Ibk
September 21, 2018, 3:45pm
1
Hi all,
I have a fasta file of a reference sequnce, I will like to retrieve sequences corresponding to a list of start and end position in another file
>my_ref_seq
GCCCTATAAGGGCAGAAGCTTGTCCTTCTTGTGCCAGTTATGACGTTTGTCCTAACTGCACATCTGGTAG
CATCCCCGATGATGGGTCTTCCAAAGGACAGATCCCCTCCTGGGAAGATGTTACAAAAACTTCTACCTAC
TCTCTCTTGTTGTCTGAGGACACATCCGACGAACTGCACCCTGACGACCTGGTTAACGTTGCTGCTCATA
TCCGAAAGGCCTTGTCCACTCAGTCTCACCCGGCAAATGTTGATATGTGCAAAGAACAGCTCACATCTCT
GTTGGTTATGGCTGAAGCAATGCTACCCCAACGCTCTAGGTCGACACTCCCACTACACCAAAAATATGTG
position.txt
my_ref_seq 1550 1590
my_ref_seq 2399 2429
my_ref_seq 3008 3038
expected result
seq_id Start End sequence
my_ref_seq 1550 1590 TCCGAAAGGCCTTGTCCACTCAGTCTCACC
my_ref_seq 2399 2429 TCTCTCTTGTTGTCTGAGGACACATCCGAC
my_ref_seq 3008 3038 GAACTGTCCGAAAGGCCTTGTCCACTCAAA
Thank you for the help.
RudiC
September 21, 2018, 4:28pm
2
Unfortunately, this can't be tested with the data given.

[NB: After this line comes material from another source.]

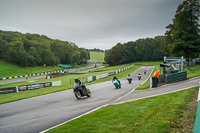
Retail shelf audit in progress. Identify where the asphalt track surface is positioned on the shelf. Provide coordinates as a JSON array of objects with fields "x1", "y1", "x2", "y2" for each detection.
[
  {"x1": 0, "y1": 66, "x2": 153, "y2": 133},
  {"x1": 0, "y1": 75, "x2": 46, "y2": 85}
]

Howsoever, try
awk '
NR == 1 {print "seq_id Start End sequence"
next}
NR == FNR {SEQ = SEQ $0
next
}
{print $0, substr (SEQ, $2, $3-$2+1)
}
' fastafile position.txt
Ibk
September 22, 2018, 4:21am
3
Thank you Rudic,
The code is almost perfect but returns the input fasta file as header before the expected output.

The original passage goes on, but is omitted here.